Relation of preoperative radial artery flow-mediated dilatation to nitric oxide bioavailability in radial artery grafts used in off-pump coronary artery bypass grafting.
Antoniades C., Mussa S., Shirodaria C., Lee J., Diesch J., Taggart DP., Channon KM., Leeson P.
The radial artery is prone to vasospasm after coronary bypass surgery, and endothelial dysfunction is likely to be a key factor. We investigated whether endothelial dysfunction in radial artery conduits is present, and can be identified, preoperatively using a simple noninvasive ultrasound test of radial artery endothelial response, flow-mediated dilatation (FMD). The study population consisted of 126 patients scheduled for coronary artery bypass grafting. The afternoon before operation, patients had noninvasive ultrasound assessment of endothelial function in the left radial artery by FMD, which measures change in arterial size after an increase in flow-an endothelial-dependent response. Surplus graft segments were obtained at operation and nitric oxide bioavailability within the vessels determined from ex vivo responses to acetylcholine.
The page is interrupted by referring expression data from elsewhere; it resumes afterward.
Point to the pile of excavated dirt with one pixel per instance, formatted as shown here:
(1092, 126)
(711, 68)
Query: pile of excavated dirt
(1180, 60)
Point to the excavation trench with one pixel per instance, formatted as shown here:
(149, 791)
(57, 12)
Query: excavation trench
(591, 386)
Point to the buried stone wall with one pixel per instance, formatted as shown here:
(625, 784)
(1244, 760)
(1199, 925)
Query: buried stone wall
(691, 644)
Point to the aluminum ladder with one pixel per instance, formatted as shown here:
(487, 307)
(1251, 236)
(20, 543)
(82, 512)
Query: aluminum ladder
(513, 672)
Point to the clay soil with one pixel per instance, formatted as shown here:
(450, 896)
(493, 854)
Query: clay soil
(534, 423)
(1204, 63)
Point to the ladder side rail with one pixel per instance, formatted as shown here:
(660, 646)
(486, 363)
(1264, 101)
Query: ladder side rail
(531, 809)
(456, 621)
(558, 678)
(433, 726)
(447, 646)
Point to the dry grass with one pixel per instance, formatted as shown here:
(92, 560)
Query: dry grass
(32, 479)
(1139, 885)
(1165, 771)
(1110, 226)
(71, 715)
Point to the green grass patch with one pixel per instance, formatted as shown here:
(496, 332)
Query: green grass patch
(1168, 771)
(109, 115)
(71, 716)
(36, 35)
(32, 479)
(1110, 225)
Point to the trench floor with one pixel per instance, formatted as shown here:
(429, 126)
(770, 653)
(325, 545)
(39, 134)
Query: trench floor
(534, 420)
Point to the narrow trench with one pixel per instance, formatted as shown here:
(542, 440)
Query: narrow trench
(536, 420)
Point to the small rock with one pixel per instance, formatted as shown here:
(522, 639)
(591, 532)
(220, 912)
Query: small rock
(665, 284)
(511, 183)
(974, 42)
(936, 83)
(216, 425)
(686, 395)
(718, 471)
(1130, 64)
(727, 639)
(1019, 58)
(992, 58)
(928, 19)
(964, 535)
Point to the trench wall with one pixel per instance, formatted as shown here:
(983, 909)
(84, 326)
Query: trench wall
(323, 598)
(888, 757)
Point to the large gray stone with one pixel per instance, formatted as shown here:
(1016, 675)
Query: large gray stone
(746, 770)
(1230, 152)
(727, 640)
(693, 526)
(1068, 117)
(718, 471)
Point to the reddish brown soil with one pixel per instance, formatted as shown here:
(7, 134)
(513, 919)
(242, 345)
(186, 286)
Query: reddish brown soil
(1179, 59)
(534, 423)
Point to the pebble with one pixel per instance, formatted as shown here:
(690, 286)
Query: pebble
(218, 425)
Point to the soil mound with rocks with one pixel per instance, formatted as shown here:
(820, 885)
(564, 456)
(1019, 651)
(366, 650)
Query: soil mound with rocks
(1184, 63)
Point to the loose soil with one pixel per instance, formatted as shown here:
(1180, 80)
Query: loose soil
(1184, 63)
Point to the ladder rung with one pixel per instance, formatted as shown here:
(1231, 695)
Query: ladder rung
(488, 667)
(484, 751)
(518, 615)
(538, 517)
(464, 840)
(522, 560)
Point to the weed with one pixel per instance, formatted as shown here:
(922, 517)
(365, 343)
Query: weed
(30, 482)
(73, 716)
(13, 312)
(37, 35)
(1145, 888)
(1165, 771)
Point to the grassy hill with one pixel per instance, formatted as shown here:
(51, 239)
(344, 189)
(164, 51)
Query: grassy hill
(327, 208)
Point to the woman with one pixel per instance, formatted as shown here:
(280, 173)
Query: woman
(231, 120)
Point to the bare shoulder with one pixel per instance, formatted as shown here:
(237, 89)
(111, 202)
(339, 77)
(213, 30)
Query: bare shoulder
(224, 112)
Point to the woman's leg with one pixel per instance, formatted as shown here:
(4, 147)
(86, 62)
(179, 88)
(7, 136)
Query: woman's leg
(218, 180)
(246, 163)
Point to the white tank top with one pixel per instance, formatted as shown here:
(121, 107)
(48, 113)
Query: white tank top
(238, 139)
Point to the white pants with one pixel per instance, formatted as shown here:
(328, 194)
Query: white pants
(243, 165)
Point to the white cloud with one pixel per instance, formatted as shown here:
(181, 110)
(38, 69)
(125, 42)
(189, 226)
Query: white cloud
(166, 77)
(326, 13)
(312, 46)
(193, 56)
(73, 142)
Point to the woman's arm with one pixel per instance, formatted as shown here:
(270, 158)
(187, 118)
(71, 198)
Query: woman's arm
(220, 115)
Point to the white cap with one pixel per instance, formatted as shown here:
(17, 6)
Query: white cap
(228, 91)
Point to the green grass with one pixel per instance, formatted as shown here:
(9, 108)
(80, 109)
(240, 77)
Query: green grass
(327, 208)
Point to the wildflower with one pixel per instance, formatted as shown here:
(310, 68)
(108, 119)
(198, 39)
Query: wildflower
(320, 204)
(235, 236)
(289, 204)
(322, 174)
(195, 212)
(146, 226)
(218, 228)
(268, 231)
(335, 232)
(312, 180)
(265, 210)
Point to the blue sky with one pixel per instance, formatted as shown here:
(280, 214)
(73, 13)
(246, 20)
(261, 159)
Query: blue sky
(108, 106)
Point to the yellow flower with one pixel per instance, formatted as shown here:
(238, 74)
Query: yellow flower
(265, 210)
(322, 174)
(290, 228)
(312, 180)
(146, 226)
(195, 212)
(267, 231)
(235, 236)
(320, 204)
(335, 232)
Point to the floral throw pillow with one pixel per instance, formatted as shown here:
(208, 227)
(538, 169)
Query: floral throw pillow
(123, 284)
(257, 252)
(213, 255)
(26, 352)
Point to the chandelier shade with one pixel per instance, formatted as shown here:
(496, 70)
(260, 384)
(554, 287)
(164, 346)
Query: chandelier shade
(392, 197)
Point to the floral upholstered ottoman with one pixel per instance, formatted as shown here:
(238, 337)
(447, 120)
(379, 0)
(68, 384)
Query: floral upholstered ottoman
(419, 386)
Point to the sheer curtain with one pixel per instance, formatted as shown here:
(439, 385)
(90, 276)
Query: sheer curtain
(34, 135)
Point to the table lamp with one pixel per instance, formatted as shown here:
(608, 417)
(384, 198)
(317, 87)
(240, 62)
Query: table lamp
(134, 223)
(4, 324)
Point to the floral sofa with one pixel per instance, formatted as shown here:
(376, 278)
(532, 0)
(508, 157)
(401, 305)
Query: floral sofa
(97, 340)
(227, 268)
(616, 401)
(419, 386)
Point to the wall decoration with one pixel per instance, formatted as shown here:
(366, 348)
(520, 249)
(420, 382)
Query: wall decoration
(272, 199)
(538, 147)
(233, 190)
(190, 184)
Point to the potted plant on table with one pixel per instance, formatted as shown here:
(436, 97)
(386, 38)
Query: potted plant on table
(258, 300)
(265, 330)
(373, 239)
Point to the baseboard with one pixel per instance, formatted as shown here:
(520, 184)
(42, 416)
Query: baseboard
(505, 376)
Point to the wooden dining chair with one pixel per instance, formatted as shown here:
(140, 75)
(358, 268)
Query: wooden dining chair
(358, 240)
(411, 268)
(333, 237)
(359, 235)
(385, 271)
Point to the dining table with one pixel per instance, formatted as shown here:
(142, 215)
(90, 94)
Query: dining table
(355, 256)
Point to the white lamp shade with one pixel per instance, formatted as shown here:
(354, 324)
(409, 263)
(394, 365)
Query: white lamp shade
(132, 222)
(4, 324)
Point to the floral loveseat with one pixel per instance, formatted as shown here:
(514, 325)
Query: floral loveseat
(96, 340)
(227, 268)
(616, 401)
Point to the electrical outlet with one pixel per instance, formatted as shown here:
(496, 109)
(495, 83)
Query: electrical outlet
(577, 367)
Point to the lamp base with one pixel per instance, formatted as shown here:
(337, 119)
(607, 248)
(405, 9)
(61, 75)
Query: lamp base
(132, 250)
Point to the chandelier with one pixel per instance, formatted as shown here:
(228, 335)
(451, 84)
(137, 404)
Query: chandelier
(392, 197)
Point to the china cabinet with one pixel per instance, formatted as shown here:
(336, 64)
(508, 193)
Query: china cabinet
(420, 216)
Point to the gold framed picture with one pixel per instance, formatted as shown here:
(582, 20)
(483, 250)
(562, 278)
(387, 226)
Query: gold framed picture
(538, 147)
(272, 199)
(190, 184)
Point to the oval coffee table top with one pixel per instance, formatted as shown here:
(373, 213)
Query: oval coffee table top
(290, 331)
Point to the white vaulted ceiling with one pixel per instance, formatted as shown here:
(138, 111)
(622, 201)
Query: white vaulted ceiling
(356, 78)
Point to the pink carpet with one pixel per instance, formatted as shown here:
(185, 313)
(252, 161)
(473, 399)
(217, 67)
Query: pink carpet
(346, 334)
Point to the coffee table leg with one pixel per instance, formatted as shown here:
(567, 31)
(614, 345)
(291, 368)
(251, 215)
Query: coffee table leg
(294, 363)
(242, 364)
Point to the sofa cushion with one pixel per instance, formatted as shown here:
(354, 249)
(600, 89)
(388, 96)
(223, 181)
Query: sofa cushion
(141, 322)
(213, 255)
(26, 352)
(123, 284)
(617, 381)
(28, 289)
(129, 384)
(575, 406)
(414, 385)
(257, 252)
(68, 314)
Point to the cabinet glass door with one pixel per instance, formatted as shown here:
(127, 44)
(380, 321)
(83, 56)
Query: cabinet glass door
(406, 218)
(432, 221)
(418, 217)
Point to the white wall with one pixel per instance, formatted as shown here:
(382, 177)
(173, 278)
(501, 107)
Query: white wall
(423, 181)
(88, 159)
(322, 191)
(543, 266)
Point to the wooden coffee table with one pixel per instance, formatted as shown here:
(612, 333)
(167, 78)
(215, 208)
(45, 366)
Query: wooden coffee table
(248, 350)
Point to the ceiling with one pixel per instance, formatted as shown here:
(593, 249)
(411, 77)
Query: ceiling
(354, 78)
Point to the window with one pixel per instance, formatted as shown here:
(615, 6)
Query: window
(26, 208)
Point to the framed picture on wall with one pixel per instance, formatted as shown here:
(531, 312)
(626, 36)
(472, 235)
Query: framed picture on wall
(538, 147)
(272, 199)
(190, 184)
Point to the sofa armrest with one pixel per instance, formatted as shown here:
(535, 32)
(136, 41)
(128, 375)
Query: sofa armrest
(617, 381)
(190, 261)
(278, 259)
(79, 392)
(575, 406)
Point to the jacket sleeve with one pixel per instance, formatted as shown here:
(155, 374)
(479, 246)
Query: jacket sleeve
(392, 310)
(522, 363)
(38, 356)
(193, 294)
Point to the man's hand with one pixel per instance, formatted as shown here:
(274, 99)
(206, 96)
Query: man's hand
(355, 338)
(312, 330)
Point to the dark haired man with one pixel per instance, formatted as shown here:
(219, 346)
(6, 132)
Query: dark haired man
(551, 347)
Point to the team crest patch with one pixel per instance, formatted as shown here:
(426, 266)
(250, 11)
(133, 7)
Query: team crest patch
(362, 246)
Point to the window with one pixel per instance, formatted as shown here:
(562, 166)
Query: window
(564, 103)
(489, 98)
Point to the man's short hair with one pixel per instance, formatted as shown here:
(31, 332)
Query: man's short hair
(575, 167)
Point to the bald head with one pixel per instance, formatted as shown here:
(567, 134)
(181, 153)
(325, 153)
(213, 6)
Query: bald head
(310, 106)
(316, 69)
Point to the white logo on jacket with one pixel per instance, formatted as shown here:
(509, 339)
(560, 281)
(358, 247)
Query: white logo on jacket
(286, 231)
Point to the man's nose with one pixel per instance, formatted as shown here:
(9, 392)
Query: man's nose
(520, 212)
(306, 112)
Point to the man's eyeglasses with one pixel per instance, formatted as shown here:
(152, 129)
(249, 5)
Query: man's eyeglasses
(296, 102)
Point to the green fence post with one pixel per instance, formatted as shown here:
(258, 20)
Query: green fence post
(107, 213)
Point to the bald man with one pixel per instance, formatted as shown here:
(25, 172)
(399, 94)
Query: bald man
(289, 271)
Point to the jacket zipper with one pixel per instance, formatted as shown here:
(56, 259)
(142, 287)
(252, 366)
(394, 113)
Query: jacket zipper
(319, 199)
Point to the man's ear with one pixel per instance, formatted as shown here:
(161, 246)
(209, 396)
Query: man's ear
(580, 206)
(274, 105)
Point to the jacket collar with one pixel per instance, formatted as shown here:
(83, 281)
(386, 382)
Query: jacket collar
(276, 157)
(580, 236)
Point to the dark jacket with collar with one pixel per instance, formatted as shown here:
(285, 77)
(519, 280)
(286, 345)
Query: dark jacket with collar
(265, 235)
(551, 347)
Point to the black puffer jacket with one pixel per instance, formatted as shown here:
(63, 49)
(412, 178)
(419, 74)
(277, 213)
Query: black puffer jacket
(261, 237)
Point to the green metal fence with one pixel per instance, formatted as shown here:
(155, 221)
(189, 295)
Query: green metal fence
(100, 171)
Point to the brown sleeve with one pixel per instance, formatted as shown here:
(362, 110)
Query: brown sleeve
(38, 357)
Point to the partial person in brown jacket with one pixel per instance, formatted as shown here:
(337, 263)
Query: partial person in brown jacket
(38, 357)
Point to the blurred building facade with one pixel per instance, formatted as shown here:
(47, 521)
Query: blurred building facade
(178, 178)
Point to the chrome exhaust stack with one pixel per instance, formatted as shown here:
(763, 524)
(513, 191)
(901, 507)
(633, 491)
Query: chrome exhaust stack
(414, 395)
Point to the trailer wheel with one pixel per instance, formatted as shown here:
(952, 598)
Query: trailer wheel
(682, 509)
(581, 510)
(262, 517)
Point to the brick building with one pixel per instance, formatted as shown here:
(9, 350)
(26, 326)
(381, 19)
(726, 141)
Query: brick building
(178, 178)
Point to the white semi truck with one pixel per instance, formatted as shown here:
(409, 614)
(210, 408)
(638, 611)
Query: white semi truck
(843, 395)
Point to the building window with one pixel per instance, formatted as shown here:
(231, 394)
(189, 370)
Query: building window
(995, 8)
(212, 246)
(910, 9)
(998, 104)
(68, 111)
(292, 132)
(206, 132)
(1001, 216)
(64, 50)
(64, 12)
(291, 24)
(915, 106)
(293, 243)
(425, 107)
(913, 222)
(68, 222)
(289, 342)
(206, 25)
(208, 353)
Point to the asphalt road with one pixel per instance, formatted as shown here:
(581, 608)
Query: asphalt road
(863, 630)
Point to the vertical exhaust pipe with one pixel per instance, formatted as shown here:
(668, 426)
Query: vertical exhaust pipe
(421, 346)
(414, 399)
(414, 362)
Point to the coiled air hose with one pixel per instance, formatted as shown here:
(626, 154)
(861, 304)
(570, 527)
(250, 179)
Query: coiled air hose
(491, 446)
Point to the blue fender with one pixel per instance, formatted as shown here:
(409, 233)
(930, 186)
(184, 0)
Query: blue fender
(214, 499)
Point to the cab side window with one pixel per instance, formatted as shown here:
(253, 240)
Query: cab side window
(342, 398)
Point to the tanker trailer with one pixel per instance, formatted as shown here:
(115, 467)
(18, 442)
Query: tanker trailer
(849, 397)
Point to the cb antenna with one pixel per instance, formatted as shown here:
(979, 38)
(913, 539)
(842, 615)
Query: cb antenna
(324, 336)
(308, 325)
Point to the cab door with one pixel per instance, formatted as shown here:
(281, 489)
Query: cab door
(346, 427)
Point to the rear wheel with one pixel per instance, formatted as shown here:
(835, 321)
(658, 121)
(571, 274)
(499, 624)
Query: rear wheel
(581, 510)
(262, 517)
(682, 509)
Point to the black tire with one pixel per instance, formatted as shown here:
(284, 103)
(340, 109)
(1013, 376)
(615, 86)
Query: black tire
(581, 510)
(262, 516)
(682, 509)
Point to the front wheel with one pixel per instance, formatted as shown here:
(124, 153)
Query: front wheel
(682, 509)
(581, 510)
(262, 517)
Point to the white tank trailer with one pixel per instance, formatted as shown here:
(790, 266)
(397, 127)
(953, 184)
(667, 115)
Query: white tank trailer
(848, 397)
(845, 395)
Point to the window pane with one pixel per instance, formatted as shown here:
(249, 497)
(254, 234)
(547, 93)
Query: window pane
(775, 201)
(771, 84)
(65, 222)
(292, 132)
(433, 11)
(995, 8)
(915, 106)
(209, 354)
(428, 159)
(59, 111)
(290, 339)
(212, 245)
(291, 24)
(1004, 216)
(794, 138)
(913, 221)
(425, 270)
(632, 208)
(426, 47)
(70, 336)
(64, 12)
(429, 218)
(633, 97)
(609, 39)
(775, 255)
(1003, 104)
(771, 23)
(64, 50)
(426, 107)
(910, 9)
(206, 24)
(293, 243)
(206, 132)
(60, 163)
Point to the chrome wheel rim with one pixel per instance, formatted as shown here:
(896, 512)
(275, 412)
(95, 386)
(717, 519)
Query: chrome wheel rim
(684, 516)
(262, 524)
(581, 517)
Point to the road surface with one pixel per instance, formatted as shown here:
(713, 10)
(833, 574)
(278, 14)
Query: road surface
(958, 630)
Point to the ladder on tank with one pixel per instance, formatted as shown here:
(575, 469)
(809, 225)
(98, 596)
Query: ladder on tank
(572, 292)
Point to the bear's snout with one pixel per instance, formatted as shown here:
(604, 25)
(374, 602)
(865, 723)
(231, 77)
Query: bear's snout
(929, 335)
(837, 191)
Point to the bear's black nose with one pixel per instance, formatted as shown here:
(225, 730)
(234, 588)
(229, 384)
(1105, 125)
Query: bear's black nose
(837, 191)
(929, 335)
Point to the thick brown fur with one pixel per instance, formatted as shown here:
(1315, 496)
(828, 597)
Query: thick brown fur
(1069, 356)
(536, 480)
Preoperative FMD in the radial artery was associated with vasorelaxations to acetylcholine in radial artery grafts (p<0.001 for both dose-response curves and maximum relaxations), although there was weak borderline association between FMD and vasorelaxations of saphenous vein grafts (p=0.07 for dose-response curves and p<0.05 for maximum relaxations). In multivariate analysis including cardiac risk factors, FMD was a predictor of vasorelaxations of radial artery grafts (beta=0.020, SE=0.009, p=0.030), independent of classic risk factors for atherosclerosis. In conclusion, there is significant interindividual variation in the endothelial function of vessels used for coronary artery bypass surgery, particularly the radial artery. These differences are present and can be identified preoperatively by FMD.